年末年始は実家に帰った。実家の最寄り駅には魅力的なものは何もない。駅を出てすぐ目の前にあるのは寂れたパチンコ屋。どういうわけかそのすぐ50m先にもう一軒パチンコ屋がある。一体この地に住む人間はどれだけパチンコをやれば気が済むんだろう。そんなことを考えながら実家に帰る。

駅から家まで自転車で20分。歩くと40分。ちょっと寒いけど久しぶりの地元なので歩いて帰った。駅と家のちょうど真ん中くらい、20分くらい歩いたところに、僕の住む町を真っ二つに縦断する大きな国道がある。道路沿いには都心では見られない大きなファミレス、釣具屋、家電量販店、中古車販売店が軒を連ねる。そしてまた都心では見られない二階建てで大きな駐車場があり、ドライブスルー専用の巨大なレーンのあるマックが姿を現す。

郊外にある、なんの変哲もないマック。足が止まる。2階の窓際の席を見ると、女子高生が一人で勉強をしているようだった。

あの席は4年前まで、僕の特等席だった。


現役で全部の大学に落ちた僕は、御茶ノ水にある駿台の3号館で浪人をした。駿台の3号館と言えば東大を目指す浪人生が集まる場所だ。数学0点で東大に落ちた僕は、同じように落ちた大量の高校の同級生と共に御茶ノ水に通うようになった。

僕は予備校が嫌いだった。浪人生のくせに群れて傷を舐め合う奴、模試の成績でマウントを取る奴、これでもかと大量の夏季講習を取らせてくる講師、空気の悪い大教室、息が詰まりそうな自習室。全てが嫌いで、授業が終わるなり真っ先に総武線に乗って帰った。

授業が終わるのが16時で、真っ直ぐ帰れば17時には家に着く。そこから23時くらいまで勉強するとさすがに集中力が持たない。そこで足を運ぶようになったのがマックだった。100円のホットコーヒーSサイズだけを頼んで、2階の窓際の席にいつまでも座っていた。

あのときほど、自分が何者なのか分からなかった時期はなかった。あのマックで、どこにでもある郊外のベッドタウンのありきたりなマックの二階の窓際の席で、僕の時間だけが止まっていた。


ポテトを2人でシェアする付き合いたての高校生カップル。

マックシェイクを飲みながらモンハンに熱中する中学生集団。

「今日はマジ無理。明日試験だから」と言いながら急いでビッグマックを平げ、飲み会に向かう大学生。

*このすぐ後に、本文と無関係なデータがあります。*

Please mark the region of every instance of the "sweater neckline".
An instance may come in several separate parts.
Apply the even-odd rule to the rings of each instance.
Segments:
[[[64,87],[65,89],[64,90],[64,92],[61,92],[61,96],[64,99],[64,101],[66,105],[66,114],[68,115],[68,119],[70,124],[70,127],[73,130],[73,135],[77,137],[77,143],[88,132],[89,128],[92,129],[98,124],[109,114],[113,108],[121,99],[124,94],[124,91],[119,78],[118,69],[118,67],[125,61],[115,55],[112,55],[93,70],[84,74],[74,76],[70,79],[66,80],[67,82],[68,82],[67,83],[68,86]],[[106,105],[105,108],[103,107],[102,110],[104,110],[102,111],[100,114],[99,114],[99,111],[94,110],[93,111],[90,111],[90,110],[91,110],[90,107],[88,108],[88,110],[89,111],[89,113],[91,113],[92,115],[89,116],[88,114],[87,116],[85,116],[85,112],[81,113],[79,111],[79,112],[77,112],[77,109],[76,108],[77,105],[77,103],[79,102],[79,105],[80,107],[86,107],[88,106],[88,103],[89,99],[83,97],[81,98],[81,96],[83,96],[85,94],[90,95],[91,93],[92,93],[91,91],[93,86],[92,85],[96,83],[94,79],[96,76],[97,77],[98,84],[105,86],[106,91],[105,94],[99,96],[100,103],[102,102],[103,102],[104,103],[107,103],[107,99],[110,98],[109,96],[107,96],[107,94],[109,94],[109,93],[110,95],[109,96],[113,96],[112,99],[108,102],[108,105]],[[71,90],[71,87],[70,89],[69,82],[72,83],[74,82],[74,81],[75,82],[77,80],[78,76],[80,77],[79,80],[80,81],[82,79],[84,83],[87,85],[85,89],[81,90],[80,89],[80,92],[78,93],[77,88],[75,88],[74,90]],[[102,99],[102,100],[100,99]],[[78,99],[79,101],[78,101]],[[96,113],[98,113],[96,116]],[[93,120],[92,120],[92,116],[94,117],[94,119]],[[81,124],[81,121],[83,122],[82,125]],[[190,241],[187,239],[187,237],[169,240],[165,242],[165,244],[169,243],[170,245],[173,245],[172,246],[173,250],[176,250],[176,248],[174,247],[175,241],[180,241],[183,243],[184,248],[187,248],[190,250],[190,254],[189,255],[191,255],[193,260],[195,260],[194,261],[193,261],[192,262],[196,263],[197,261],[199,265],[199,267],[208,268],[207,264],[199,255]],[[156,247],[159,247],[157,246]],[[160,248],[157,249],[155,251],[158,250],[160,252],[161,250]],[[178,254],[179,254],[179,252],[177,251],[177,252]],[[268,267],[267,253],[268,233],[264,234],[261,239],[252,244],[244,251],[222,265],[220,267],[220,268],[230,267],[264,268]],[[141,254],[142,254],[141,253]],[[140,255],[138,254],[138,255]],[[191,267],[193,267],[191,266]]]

「お隣の中田さんがね」とナゲット片手に噂話に花を咲かせる主婦。

コーラを飲みながら電話越しにペコペコ謝るサラリーマン。

「良かったね、これ欲しかったおもちゃでしょ?」とハッピーセットの妖怪ウォッチのおまけに喜ぶ子連れの家族。


150円のポテト、120円のシェイク、390円のビッグマック、200円のナゲット、100円のコーラ、500円のハッピーセットを前に、それぞれがそれぞれの時計の針を進めていた。

あの高校生カップルは程なくして別れただろう。あの中学生もモンハンに飽きて高校受験の勉強に追われただろう。飲み会に向かった大学生も嘘みたいにスーツを着て就活を始めただろう。あの主婦はまた別のご近所さんの噂話を始めただろう。あのサラリーマンは転職でもしただろう。あの子どもも妖怪ウォッチを卒業し、ハッピーセットを頼む年齢じゃなくなったはずだ。

あのマックの二階で、数百円で買えるありきたりなハンバーガーやポテトやシェイクを前に、皆が平凡な幸せを謳歌し、時計の針を進めていた。

そして100円のコーヒーを飲みながら深夜の清掃が入るまで参考書にかじりついていた僕の時計だけが永遠に止まっていた。家と予備校とマックを往復するだけの毎日が死ぬまで続くんじゃないかと本気で思うくらい、灰色の毎日が永遠と繰り返されていた。

窓際の席からは国道が見下ろせた。数え切れないほどたくさんの車が、昼夜を問わず東京方面へ、そして逆の方面へと走って行く。

あのトラックも、バスも、タクシーも、4人乗りの自動車も、それぞれに目的地があった。僕の目的地はどこなのだろう。

トラックが走っていく。夕暮れの中を東京方面に向かって。僕は明日も電車に乗り、御茶ノ水に向かう。そしてまたマックへ行き、家に帰り、ご飯を食べ寝て、また電車に乗る。この繰り返しの果てに、何が待っているのだろうか。

東京へと真っ直ぐに伸びる国道。その地平線の先に消えて行く車たちを見ながら、彼らには行き先があることを羨ましく思った。19歳の僕は国道沿いのマックの2階の窓際の席で、自分の将来の不安と静かに向き合いながら、逃げるかのように参考書にかじりついていた。


社会人になった今、もうマックで100円のコーヒー片手に何時間も居座ることはしない。それでも実家に帰るたびに、あの国道沿いのマックの前を通るたびに、19歳の日々が思い出される。あれから5年の時を経て、僕の時計の針は大きく進んだ。結局浪人しても東大には受からなかったけど、むしろ受からなかったおかげで僕の学生生活は濃いものとなった。空白の1年間の遅れは十分に取り戻せたと思う。

もうマックにいた頃のように、自分の時間だけが止まることはない。

時計の針をこれからも進める。進めるしか、僕にはないのだから。